I saw in a post where someone suggested to use vanilla... I assume for introducing a new cat. I need to introduce my 6 week old female kitten to my two 5 year old males. How do I use the vanilla and what exactly does it do?


----------



## CyberPet (May 12, 2004)

If I haven't missunderstood you put some vanilla on the coat of the cat (back on the neck or something) and since it smells nice and taste nice the other kitty will come and smell and lick the cat. Sort of a treat on a cat.


----------



## Mike (Jan 27, 2004)

CyberPet is on the right track. Put a drop of vanilla extract on the base of your kittys' neck, between the shoulder blades. It gives them the same scent and they don't get all hissy with one another because of different scents.

Nothing worse than hissy kittys... :wink:

Peace,
Mike


----------



## baggy (Jun 19, 2004)

Thanks....I am eager to try this!


----------



## Padunk (Oct 20, 2003)

It works very well.

Good luck with it. :wink:


----------



## ospunkyo (Sep 3, 2003)

I'm curious...at what point in the introductions should you do the vanilla thing?

I'm asssuming that the vanilla scent, while strong, doesn't mask each cat's scent, just adds a common element.

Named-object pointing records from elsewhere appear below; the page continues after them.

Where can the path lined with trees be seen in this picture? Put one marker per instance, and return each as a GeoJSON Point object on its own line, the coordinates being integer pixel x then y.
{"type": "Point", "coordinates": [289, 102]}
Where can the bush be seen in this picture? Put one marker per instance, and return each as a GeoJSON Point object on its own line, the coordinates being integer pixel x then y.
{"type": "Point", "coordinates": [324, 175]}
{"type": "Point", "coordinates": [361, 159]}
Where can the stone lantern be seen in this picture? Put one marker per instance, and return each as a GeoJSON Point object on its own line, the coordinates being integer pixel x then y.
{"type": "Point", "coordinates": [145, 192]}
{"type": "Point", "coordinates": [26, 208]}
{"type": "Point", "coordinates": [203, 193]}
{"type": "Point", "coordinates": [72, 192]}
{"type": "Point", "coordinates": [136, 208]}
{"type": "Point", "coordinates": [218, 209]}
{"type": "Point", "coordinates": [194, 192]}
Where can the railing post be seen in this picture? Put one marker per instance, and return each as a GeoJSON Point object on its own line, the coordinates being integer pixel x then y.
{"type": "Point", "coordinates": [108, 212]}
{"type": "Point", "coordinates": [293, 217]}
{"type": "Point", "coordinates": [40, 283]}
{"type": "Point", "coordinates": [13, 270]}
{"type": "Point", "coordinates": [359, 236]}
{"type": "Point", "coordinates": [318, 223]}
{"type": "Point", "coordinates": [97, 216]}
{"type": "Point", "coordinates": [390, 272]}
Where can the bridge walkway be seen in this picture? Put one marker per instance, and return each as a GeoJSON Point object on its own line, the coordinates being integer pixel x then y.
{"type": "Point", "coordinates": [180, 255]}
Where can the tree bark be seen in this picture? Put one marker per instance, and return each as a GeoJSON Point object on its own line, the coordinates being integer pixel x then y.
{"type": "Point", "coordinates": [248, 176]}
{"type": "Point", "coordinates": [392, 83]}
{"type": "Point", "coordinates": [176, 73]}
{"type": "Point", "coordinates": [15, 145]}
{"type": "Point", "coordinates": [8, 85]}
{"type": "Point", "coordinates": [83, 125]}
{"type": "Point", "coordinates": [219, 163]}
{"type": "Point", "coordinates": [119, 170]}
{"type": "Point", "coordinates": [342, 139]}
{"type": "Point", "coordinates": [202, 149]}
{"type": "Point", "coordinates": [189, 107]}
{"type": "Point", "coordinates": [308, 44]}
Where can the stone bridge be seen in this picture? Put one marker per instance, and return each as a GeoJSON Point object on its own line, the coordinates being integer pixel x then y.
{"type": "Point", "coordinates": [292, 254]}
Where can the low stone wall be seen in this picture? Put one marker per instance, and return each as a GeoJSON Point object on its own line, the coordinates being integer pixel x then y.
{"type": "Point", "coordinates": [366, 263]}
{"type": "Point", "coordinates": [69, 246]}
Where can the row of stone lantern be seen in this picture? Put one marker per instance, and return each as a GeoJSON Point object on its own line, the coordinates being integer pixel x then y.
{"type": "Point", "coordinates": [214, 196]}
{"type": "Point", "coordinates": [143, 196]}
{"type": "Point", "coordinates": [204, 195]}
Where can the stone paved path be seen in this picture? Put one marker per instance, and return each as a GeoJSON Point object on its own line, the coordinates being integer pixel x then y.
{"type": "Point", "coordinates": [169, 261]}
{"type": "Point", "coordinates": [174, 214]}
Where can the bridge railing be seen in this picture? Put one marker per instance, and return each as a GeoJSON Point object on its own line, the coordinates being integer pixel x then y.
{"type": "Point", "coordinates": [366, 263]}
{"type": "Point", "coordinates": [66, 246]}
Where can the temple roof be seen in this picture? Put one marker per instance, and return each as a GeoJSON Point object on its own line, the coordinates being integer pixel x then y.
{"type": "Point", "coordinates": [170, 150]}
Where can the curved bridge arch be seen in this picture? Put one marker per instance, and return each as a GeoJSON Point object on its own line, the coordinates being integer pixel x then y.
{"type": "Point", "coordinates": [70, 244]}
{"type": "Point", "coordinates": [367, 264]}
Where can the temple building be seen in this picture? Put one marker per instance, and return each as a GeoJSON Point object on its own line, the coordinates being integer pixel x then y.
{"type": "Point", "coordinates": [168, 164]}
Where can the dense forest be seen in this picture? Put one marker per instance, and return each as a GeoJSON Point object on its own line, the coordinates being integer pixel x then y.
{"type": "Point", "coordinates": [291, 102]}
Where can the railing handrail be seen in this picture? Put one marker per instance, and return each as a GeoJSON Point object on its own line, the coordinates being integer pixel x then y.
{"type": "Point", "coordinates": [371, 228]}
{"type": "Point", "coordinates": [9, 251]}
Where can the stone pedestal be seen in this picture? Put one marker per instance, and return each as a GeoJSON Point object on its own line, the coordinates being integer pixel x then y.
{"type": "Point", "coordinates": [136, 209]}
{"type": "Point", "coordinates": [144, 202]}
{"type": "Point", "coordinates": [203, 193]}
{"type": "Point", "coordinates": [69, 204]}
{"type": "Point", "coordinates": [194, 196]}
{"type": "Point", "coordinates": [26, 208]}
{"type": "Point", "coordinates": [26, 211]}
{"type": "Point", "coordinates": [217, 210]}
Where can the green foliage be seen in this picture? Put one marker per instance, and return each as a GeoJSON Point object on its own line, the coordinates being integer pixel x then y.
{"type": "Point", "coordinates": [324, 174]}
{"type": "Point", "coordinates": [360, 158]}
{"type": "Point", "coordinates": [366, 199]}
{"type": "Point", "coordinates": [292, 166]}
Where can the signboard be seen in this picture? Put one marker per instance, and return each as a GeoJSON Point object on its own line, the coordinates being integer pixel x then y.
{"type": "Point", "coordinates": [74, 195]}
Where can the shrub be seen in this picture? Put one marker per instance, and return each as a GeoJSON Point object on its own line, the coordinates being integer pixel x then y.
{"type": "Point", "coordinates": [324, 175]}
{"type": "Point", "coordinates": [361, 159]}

So, do you do it immediately upon bringing the new cat home - or wait until everyone has smelled everyone's unique scent for a day or so, and then apply it?


----------



## CatAholic (May 19, 2004)

Thanks for asking about the vanilla, I've been meaning to!! Boy thats great to know for future adoptees!! That hissing things gets me nervous, I might dab a little on my self in unsettling times :wink:


----------



## aaron (May 29, 2004)

Would this be good for after a vet visit? My cats hiss for days after one of them goes to the vet. I've also heard using a wash cloth to transfer scent was good, but I don't know if it's to be wet or not.

Aaron


----------



## Kittys Mom (May 7, 2004)

The purpose of putting vanilla on your cats is to make them smell like each other, the other cat will smell familiar. Rubbing something on one cat then on the other has the same effect.

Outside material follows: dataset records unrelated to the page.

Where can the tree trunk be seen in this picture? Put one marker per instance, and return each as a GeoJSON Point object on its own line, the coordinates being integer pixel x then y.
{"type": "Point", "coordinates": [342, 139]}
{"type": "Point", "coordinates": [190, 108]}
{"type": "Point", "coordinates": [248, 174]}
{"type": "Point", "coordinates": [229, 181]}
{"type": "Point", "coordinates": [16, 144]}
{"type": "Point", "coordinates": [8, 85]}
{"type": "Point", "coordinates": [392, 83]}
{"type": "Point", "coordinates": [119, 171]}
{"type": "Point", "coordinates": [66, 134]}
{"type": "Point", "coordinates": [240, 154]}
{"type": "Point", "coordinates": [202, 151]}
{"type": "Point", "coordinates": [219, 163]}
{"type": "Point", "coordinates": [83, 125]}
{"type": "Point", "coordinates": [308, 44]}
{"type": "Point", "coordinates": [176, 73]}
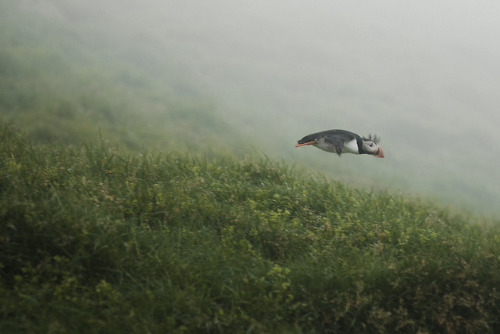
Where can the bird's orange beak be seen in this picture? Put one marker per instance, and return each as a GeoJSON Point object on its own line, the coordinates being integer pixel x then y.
{"type": "Point", "coordinates": [380, 153]}
{"type": "Point", "coordinates": [308, 143]}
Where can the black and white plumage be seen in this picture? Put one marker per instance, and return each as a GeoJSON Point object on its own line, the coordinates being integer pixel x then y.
{"type": "Point", "coordinates": [342, 141]}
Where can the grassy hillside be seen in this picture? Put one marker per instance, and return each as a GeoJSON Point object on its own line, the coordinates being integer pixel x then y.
{"type": "Point", "coordinates": [62, 86]}
{"type": "Point", "coordinates": [93, 239]}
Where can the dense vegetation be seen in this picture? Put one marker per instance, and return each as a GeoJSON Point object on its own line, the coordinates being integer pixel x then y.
{"type": "Point", "coordinates": [97, 240]}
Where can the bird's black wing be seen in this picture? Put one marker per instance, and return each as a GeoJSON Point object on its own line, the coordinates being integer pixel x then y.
{"type": "Point", "coordinates": [330, 140]}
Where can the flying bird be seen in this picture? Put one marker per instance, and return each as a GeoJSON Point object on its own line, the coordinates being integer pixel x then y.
{"type": "Point", "coordinates": [342, 141]}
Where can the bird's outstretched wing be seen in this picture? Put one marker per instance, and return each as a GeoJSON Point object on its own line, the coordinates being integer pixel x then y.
{"type": "Point", "coordinates": [330, 141]}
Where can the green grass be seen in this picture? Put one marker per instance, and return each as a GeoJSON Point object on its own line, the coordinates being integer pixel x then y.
{"type": "Point", "coordinates": [94, 239]}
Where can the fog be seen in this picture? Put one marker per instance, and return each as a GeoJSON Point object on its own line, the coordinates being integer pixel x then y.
{"type": "Point", "coordinates": [424, 76]}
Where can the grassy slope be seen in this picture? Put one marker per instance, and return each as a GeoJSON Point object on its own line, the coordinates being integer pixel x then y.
{"type": "Point", "coordinates": [94, 238]}
{"type": "Point", "coordinates": [62, 86]}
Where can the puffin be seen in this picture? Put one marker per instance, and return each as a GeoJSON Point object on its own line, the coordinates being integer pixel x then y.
{"type": "Point", "coordinates": [342, 141]}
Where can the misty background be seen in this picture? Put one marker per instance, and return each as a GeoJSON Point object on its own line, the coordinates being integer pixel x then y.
{"type": "Point", "coordinates": [423, 76]}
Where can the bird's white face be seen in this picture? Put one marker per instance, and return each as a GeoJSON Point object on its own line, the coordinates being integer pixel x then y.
{"type": "Point", "coordinates": [373, 148]}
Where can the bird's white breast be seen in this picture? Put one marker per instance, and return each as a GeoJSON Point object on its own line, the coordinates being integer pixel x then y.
{"type": "Point", "coordinates": [351, 147]}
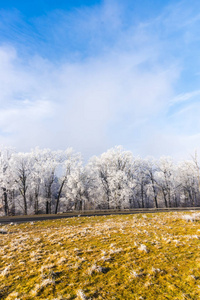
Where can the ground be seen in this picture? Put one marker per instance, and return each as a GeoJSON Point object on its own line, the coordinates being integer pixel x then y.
{"type": "Point", "coordinates": [144, 256]}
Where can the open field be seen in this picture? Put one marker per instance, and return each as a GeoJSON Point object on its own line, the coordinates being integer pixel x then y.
{"type": "Point", "coordinates": [144, 256]}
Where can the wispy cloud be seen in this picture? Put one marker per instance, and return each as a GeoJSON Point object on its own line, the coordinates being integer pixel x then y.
{"type": "Point", "coordinates": [91, 79]}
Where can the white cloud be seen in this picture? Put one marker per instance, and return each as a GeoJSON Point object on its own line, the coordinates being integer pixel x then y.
{"type": "Point", "coordinates": [117, 95]}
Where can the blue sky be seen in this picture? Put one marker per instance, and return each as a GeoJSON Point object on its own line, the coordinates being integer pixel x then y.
{"type": "Point", "coordinates": [95, 74]}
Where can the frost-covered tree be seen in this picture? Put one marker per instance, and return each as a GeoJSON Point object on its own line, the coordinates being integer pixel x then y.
{"type": "Point", "coordinates": [6, 180]}
{"type": "Point", "coordinates": [111, 174]}
{"type": "Point", "coordinates": [21, 167]}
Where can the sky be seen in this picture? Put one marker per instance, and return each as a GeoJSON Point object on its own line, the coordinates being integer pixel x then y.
{"type": "Point", "coordinates": [94, 74]}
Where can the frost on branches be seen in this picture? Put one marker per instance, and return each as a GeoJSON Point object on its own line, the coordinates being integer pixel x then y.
{"type": "Point", "coordinates": [45, 181]}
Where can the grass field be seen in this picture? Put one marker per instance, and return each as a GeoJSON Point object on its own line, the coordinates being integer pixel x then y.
{"type": "Point", "coordinates": [144, 256]}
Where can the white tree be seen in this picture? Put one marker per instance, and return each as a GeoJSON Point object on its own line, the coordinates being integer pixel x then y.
{"type": "Point", "coordinates": [111, 172]}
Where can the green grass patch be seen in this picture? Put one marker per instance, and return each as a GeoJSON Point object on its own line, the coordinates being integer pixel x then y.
{"type": "Point", "coordinates": [146, 256]}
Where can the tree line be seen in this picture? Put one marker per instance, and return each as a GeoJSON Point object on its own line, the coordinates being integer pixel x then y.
{"type": "Point", "coordinates": [46, 181]}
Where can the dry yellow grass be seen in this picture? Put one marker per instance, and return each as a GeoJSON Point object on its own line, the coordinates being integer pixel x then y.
{"type": "Point", "coordinates": [149, 256]}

This does help on the return from the vet, since the reason the cat that stayed at home is upset is the vet visiting cat smells weird.


----------



## baggy (Jun 19, 2004)

Well, I've tried this and so far it's not working......but I'm going to keep doing it......hopefully it's just a matter of time.


----------



## Kittys Mom (May 7, 2004)

Vanilla didn't seem to make a difference when I introduced my two either. It's just yet another introduction technique. I assume you are trying other methods. Keeping them separated, letting them smell each other through a door. Feeding them at the same time on opposite sides of the door. Paying attention to your resident cats only when the new cat is present, etc.


----------



## baggy (Jun 19, 2004)

Yes, we have been trying different things and yes they are seperate. We pay attention to our resident cats all the time...it's hard not to. One of our guys is doing very well with the newcomer. The other one just hides when she comes out. If she is brought near him he hisses and runs. This is much better behavior than when she first came to be with us. I think he's just going to take more time to adjust than our other guy. He's really very loving and I also have noticed that he is not very friendly with strangers but warms up slowly. 

I probably should post this as a new topic.  

Thanks for all the advice.


----------